La racine de l’une et de l’autre engraisse les cochons. Les feuilles de toutes les deux sont découpées en forme d’ailes (πτερον ptéron, aile, qui a donné -ptère en français comme dans “hélicoptère” ou dans “ptérodactyle”), d’où le nom grec pteris. Les racines de toutes deux sont noires. Il faut les faire sécher au soleil. On n’emploie cette racine qu’au bout de trois ans. Les fougères chassent les vers intestinaux ; les taenia, avec du miel ; les autres, en boisson avec du vin doux pendant trois jours. … On ne doit donner ni l’une ni l’autre aux femmes, car elles causent l’avortement chez les femmes enceintes, la stérilité chez les autres. On répand sur les ulcères la poudre de fougère, ainsi que sur le cou des bêtes de somme. Les feuilles tuent les punaises et écartent les serpents. Brûlées, elles mettent en fuite par leur odeur ces animaux (Histoire naturelle, Livre XXVII, ch. 55, § 1, 2, 3 ; extraits traduits par Émile Littré, 1848-1850, Paris).
Dans les écrits de Pline, les superstitions se mêlent souvent aux connaissances scientifiques de son époque. Si la fougère comme moyen contraceptif relève de la superstition, la fougère en poudre appliquée sur des plaies, remède dans l’Antiquité, était utilisée également par la médecine traditionnelle maorie en Nouvelle-Zélande.
En effet, dans la mythologie des Maoris, c’est Tāne Mahuta, divinité de la Forêt Vivante (arbres, oiseaux, insectes) qui, lors de la création du Monde, a fourni les plantes procurant abri, nourriture, vêtement et remède aux êtres humains. Les Maoris possèdent ainsi un lien spirituel avec leur environnement.
Preuve que les fougères avaient (et ont toujours) une importance symbolique, lorsque le chef d’une tribu différente arrivait autrefois dans un village maori, un guerrier armé déposait une fougère à ses pieds. Si ce chef la ramassait, cela signifiait qu’il venait avec des intentions pacifiques. De telles cérémonies d’accueil (avec Haka), très impressionnantes, sont encore représentées devant visiteurs néo-zélandais et touristes étrangers (comme le montrent les photos ci-dessus).

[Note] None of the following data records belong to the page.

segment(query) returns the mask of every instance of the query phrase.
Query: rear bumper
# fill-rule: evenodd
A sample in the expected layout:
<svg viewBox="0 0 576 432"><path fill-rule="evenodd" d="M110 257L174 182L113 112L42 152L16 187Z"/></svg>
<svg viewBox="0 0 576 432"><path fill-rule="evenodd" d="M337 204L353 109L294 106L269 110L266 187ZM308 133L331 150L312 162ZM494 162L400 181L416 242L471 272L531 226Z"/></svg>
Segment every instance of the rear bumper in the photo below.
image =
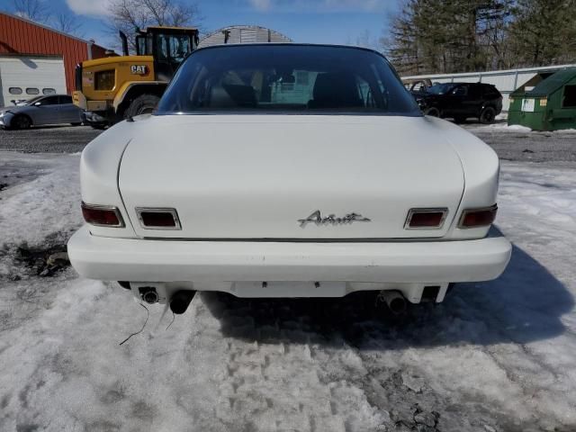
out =
<svg viewBox="0 0 576 432"><path fill-rule="evenodd" d="M105 281L443 284L495 279L511 245L503 237L389 243L127 239L92 236L85 226L70 238L68 254L80 275Z"/></svg>

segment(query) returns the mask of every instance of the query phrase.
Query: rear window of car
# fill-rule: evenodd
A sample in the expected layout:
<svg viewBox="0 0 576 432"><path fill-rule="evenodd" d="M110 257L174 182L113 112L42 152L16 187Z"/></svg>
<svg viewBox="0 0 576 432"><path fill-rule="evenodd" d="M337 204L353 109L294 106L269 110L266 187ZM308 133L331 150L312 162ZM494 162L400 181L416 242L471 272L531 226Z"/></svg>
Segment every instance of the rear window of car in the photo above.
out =
<svg viewBox="0 0 576 432"><path fill-rule="evenodd" d="M156 113L211 112L421 115L380 54L296 44L212 47L192 54Z"/></svg>

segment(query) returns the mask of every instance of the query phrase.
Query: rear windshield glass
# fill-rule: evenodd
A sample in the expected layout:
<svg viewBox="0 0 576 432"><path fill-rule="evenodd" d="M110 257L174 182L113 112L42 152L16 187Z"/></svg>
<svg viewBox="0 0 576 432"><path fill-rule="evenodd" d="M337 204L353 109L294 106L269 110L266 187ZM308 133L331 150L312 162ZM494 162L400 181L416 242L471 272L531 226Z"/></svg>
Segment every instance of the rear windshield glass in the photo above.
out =
<svg viewBox="0 0 576 432"><path fill-rule="evenodd" d="M156 113L230 112L421 115L381 55L292 44L224 46L194 53Z"/></svg>
<svg viewBox="0 0 576 432"><path fill-rule="evenodd" d="M445 94L454 87L454 84L435 84L430 88L428 88L428 93L432 94Z"/></svg>

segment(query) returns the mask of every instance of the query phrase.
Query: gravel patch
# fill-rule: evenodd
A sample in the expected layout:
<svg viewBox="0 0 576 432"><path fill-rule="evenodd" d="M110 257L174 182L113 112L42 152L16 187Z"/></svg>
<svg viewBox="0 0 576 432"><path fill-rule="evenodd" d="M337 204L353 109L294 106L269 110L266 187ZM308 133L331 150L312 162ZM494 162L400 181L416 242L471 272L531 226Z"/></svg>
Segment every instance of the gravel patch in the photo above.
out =
<svg viewBox="0 0 576 432"><path fill-rule="evenodd" d="M101 132L89 126L49 126L26 130L0 129L0 149L24 153L77 153Z"/></svg>

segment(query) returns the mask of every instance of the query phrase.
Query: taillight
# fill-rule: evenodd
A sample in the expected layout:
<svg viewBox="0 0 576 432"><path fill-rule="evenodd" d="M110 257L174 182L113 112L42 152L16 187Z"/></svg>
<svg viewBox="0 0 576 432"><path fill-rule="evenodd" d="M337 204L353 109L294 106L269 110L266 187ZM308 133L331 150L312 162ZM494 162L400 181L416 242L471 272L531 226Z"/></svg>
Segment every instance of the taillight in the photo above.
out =
<svg viewBox="0 0 576 432"><path fill-rule="evenodd" d="M448 209L410 209L406 218L406 230L438 229L444 225Z"/></svg>
<svg viewBox="0 0 576 432"><path fill-rule="evenodd" d="M118 207L82 202L82 216L86 222L97 227L124 227L124 220Z"/></svg>
<svg viewBox="0 0 576 432"><path fill-rule="evenodd" d="M477 228L490 225L496 219L497 212L498 206L496 204L483 209L464 210L460 217L458 228Z"/></svg>
<svg viewBox="0 0 576 432"><path fill-rule="evenodd" d="M176 209L136 208L136 214L144 230L181 230Z"/></svg>

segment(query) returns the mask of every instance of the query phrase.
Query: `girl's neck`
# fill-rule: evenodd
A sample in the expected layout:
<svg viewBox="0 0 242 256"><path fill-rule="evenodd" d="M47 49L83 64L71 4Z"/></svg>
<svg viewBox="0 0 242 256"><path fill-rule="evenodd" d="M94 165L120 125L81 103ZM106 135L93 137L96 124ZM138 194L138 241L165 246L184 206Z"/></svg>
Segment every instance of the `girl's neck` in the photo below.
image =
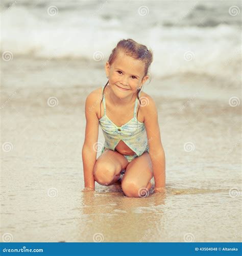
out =
<svg viewBox="0 0 242 256"><path fill-rule="evenodd" d="M106 87L107 89L107 92L108 93L108 99L114 105L124 106L125 105L127 105L127 104L131 104L135 100L136 96L134 94L132 95L129 95L125 98L120 99L117 97L113 93L112 91L110 89L110 86L109 84L108 84Z"/></svg>

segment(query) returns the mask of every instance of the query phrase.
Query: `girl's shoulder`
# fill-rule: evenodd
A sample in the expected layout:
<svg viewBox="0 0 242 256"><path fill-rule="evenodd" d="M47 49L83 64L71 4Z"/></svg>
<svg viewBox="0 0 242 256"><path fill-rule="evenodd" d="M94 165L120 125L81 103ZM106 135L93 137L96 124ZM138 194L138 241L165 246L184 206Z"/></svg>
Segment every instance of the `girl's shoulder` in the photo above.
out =
<svg viewBox="0 0 242 256"><path fill-rule="evenodd" d="M95 102L97 99L99 99L100 97L102 98L102 87L99 87L96 89L93 90L87 95L86 100L89 100L88 101L90 103Z"/></svg>
<svg viewBox="0 0 242 256"><path fill-rule="evenodd" d="M87 96L85 102L85 109L86 110L92 110L96 114L99 104L103 97L102 92L102 87L92 91Z"/></svg>
<svg viewBox="0 0 242 256"><path fill-rule="evenodd" d="M144 114L146 113L149 115L157 112L155 101L148 93L141 92L139 95L139 99L141 104L140 102L138 103L142 107L141 109Z"/></svg>

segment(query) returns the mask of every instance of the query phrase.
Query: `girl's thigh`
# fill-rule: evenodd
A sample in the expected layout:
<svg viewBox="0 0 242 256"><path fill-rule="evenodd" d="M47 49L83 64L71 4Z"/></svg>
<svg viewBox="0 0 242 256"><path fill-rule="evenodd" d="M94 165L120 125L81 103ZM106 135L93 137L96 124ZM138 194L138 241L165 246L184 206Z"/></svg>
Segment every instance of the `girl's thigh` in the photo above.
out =
<svg viewBox="0 0 242 256"><path fill-rule="evenodd" d="M153 176L151 159L149 153L145 152L128 164L123 177L122 186L146 187Z"/></svg>
<svg viewBox="0 0 242 256"><path fill-rule="evenodd" d="M123 169L125 169L129 162L125 157L117 151L105 148L104 152L96 159L93 168L93 174L98 170L110 169L114 170L117 175Z"/></svg>

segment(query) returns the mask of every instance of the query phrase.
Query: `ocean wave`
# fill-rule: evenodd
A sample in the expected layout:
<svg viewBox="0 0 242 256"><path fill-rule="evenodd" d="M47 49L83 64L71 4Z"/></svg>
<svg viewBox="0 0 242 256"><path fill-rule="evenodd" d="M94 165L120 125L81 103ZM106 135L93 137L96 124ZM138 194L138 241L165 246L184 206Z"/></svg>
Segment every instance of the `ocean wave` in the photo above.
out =
<svg viewBox="0 0 242 256"><path fill-rule="evenodd" d="M0 39L2 56L10 52L13 57L75 58L104 63L119 40L131 37L153 51L151 72L155 75L188 72L240 75L240 32L236 26L181 28L155 23L144 27L140 33L123 28L119 18L107 18L101 14L88 17L88 12L70 15L67 12L53 17L46 13L44 18L43 15L22 6L5 10ZM98 59L93 57L96 53Z"/></svg>

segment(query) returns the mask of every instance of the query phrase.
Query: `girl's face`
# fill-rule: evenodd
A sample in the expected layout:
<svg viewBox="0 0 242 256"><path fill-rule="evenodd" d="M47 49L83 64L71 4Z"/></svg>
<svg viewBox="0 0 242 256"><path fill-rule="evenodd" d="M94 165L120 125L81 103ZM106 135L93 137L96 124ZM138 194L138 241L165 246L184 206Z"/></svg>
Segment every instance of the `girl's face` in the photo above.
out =
<svg viewBox="0 0 242 256"><path fill-rule="evenodd" d="M144 67L143 62L123 52L118 53L111 65L107 61L106 72L113 93L119 98L136 93L149 77L144 76Z"/></svg>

Sur ces panneaux décorant un immeuble à Dunedin (île du Sud), on voit les dons des divinités mythologiques devenus des symboles actuels de la Nouvelle-Zélande : deux sortes de fougères (plantes), deux kiwis et deux moutons (animaux) et une statuette maorie en bois sculpté (êtres humains).
Les fougères au bout recourbé en forme de crosse s’appellent Mamaku (black tree fern, en anglais ; cyathea molullaris, en latin botanique). De très grande taille, elles étaient un aliment, un remède et un matériau de construction (pour les maisons traditionnelles maories). En médecine, les jeunes feuilles étaient utilisées pour soigner les inflammations superficielles de la peau.
L’autre fougère s’appelle Ponga (silver fern, en anglais ; cyathea dealbata, en latin botanique). De grande importance pour les Maoris, elle est devenue un symbole international de la Nouvelle-Zélande moderne.
À l’époque où les Maoris faisaient des guerres inter-tribales, pour venger des offenses ou pour rafler du butin ou des femmes (!), ils menaient des raids nocturnes. Pendant ces attaques de nuit, les guerriers ne se servaient pas de torches allumées — ce qui aurait compromis l’effet de surprise. Ils utilisaient une feuille de fougère argentée (Ponga), qui indiquait la direction prise par le groupe. Le groupe (une vingtaine d’hommes) marchait en file indienne, à un ou deux mètres à côté du chef et pouvait voir où il allait grâce aux reflets de la Ponga luminescente. Ainsi cette fougère argentée a-t-elle toujours signifié pour les Maoris un but à atteindre, une voie pour réussir.
À la fin du XIXè siècle, quand la première équipe de rugbymen néo-zélandais a quitté son pays pour jouer des matches internationaux, la question s’est posée de savoir quel symbole arborer sur leur maillot : un kiwi ou une fougère argentée ?
Les Maoris de l’équipe ont fait valoir que le kiwi (oiseau nocturne, ne volant pas et, de ce fait, proie facile) n’était pas un oiseau de bon augure, en l’occurrence. En revanche, la fougère argentée montrait clairement que les joueurs de rugby avaient en tête un objectif précis : un but à atteindre et un désir de victoire — tels les guerriers d’autrefois.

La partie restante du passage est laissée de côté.